Originally posted August 15, 2011
“Many Ugandans, if you ask them, ‘When were you born?’ They say, ‘I don’t know.'” (UPDATE: Video no longer hosted at YouTube.com by ESPN)
Uganda defeated Saudi Arabia to become the first African team to qualify for the Little League World Series. Exultation turned to disappointment when many of the players were unable to obtain visas to the United States (apparently) because of an inability to provide enough biographical detail during the State Department’s application process.
The video linked below is taken from a documentary currently in production that was featured on ESPN over the weekend. Please watch it before reading the rest of this post. It is not to be missed. (UPDATE: Video no longer hosted at YouTube.com)
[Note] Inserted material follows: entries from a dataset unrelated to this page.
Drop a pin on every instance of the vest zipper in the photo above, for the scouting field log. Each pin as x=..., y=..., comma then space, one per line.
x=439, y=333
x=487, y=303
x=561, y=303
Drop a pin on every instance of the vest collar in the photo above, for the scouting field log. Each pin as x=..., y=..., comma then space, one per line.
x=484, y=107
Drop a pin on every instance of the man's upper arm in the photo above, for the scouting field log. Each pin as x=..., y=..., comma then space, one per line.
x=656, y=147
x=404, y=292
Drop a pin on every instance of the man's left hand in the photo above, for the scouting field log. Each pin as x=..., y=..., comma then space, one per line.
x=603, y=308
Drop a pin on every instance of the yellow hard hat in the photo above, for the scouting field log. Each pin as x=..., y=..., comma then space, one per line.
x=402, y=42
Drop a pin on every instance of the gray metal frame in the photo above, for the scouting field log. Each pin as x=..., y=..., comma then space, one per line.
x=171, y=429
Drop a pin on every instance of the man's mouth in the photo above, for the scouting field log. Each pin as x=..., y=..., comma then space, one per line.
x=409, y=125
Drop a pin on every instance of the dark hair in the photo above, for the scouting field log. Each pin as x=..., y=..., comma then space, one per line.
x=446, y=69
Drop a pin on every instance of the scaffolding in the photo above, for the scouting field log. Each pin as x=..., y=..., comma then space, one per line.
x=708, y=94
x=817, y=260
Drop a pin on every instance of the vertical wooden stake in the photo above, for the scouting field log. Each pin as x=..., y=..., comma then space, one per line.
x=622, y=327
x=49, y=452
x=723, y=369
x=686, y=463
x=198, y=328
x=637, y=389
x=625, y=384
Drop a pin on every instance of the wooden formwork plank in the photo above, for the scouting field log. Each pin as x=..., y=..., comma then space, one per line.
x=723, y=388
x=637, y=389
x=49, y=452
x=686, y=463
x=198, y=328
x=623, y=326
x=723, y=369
|“…Little League was not ready for a country like Uganda to participate in the World Series.”
(UPDATE: Video no longer hosted at YouTube.com)
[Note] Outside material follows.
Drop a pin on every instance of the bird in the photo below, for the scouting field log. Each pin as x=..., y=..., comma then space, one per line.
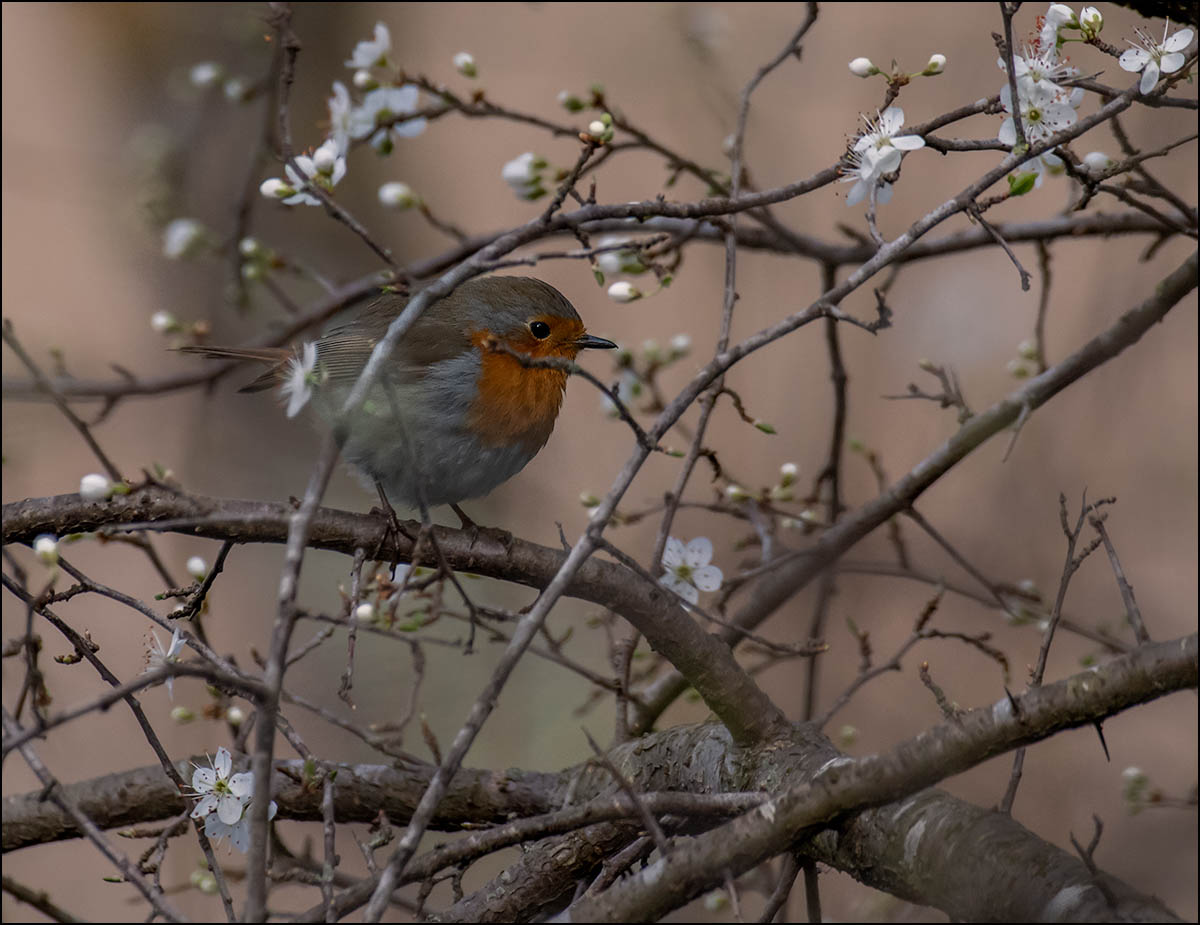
x=456, y=410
There is a temptation to place blame (upon the State Department, Little League, Uganda, Felipe Almonte, etc.) but the Ugandan coaches and players know the real source of their disappointment though they don’t use the exact same terms we use here: A legitimate ID is a prerequisite to full participation in the modern world.
The sad truth, and the true cause of the plight of Uganda’s Little League baseball team is the fact that (perhaps) billions of the world’s poor lack individual legitimacy because they don’t have an ID that can be vouched for by a trusted second party. These individuals are therefore unable fully to exert their talents through the world’s increasingly interconnected institutions. Because of this, we are all poorer.
Fortunately, and thanks in no small part to biometric technologies, the costs associated with maintaining an effective ID infrastructure are falling fast, enabling even poor societies with low adult literacy rates to provide their children with something they cannot reach their full potential without: a legit ID.